DAS GERICHT (Vierte Kammer)

unter Mitwirkung des Präsidenten M. Prek, der Richterin I. Labucka (Berichterstatterin) und des Richters V. Kreuschitz,

Kanzler: I. Dragan, Verwaltungsrat,

aufgrund der am 9. April 2014 bei der Kanzlei des Gerichts eingegangenen Klageschrift,

aufgrund der am 18. Juli 2014 bei der Kanzlei des Gerichts eingegangenen Klagebeantwortung des HABM,

aufgrund der am 25. Juli 2014 bei der Kanzlei des Gerichts eingegangenen Klagebeantwortung des Streithelfers,

aufgrund der Entscheidung vom 10. September 2014, die Einreichung einer Erwiderung nicht zu gestatten,

auf die mündliche Verhandlung vom 19. Mai 2015

folgendes

Urteil

 Vorgeschichte des Rechtsstreits

1        Am 4. Mai 2004 meldete die Klägerin, die Ewald Dörken AG, gemäß der Verordnung (EG) Nr. 40/94 des Rates vom 20. Dezember 1993 über die Gemeinschaftsmarke (ABl. 1994, L 11, S. 1) in geänderter Fassung (ersetzt durch die Verordnung [EG] Nr. 207/2009 des Rates vom 26. Februar 2009 über die Gemeinschaftsmarke [ABl. L 78, S. 1]) beim Harmonisierungsamt für den Binnenmarkt (Marken, Muster und Modelle) (HABM) eine Gemeinschaftsmarke an.

2        Bei der angemeldeten Marke handelt es sich um das Wortzeichen VENT ROLL.

3        Die Marke wurde für folgende Waren der Klassen 6, 17 und 19 des Abkommens von Nizza über die internationale Klassifikation von Waren und Dienstleistungen für die Eintragung von Marken vom 15. Juni 1957 in revidierter und geänderter Fassung angemeldet:

–        Klasse 6: „Baumaterialien aus Metall, nämlich Firstabdeckungen, Gratabdeckungen aus Metall, insbesondere mit Kunststoffeinsätzen oder Kunststoffhinterfütterung; Metallbahnen für Bauzwecke“;

–        Klasse 17: „Unterspannbahnen“;

–        Klasse 19: „Baumaterialien (nicht aus Metall), nämlich Firstabdeckungen, Gratabdeckungen nicht aus Metall, insbesondere mit Kunststoffeinsätzen oder Kunststoffhinterfütterung“.

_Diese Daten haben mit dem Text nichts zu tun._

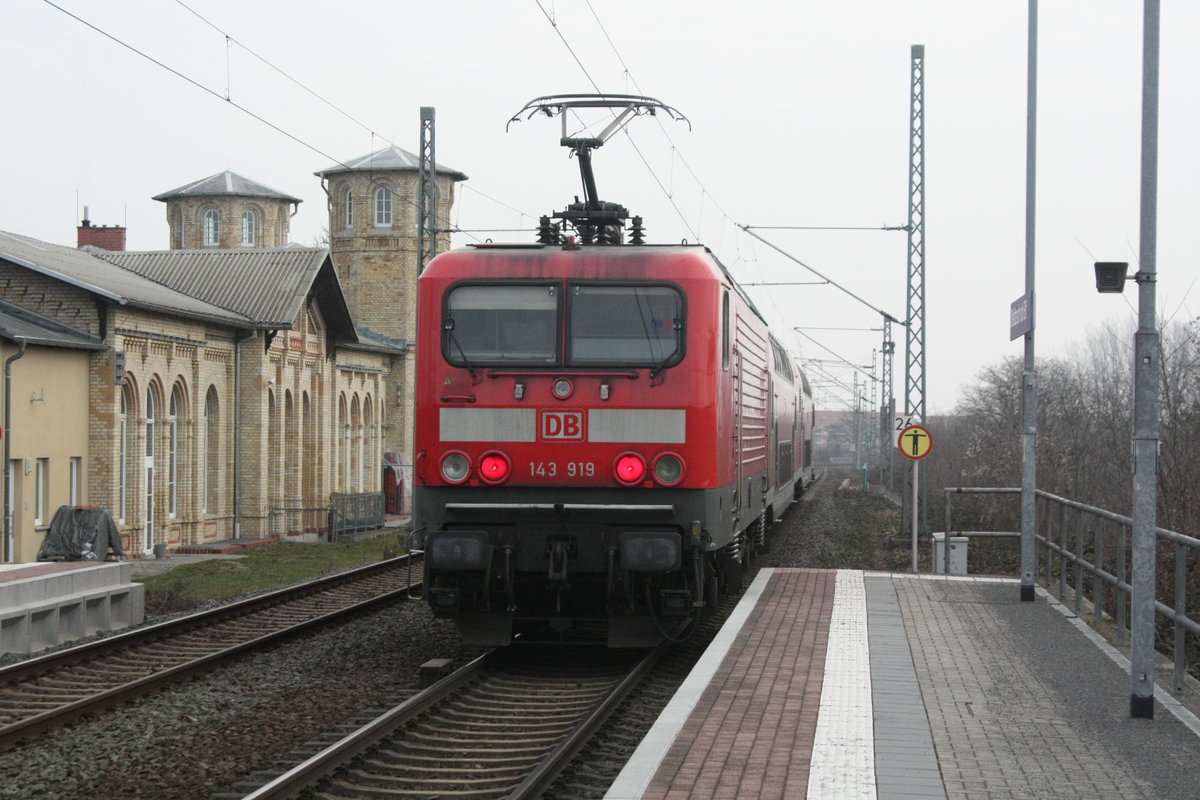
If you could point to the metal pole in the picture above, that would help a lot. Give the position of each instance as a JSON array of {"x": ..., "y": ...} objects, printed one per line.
[
  {"x": 915, "y": 341},
  {"x": 1030, "y": 374},
  {"x": 1145, "y": 392},
  {"x": 9, "y": 536},
  {"x": 913, "y": 506}
]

4        Die Anmeldung wurde im Blatt für Gemeinschaftsmarken Nr. 7/2005 vom 14. Februar 2005 veröffentlicht, und das Wortzeichen VENT ROLL wurde am 14. Juli 2005 unter der Nr. 3817491 als Gemeinschaftsmarke eingetragen.

5        Am 28. Juli 2010 beantragte der Streithelfer, Herr Wolfram Schürmann, die Nichtigerklärung dieser Marke, wobei er sich erstens auf Art. 52 Abs. 1 Buchst. a der Verordnung Nr. 207/2009 stützte, weil die Marke unter Verstoß gegen Art. 7 Abs. 1 Buchst. b und c der Verordnung eingetragen worden sei. Zweitens wurde der Antrag darauf gestützt, dass die Klägerin bei der Anmeldung bösgläubig im Sinne von Art. 52 Abs. 1 Buchst. b der Verordnung Nr. 207/2009 gewesen sei, und drittens auf Art. 53 Abs. 1 Buchst. b der Verordnung Nr. 207/2009, weil die Marke unter Verstoß gegen Art. 8 Abs. 3 der Verordnung eingetragen worden sei.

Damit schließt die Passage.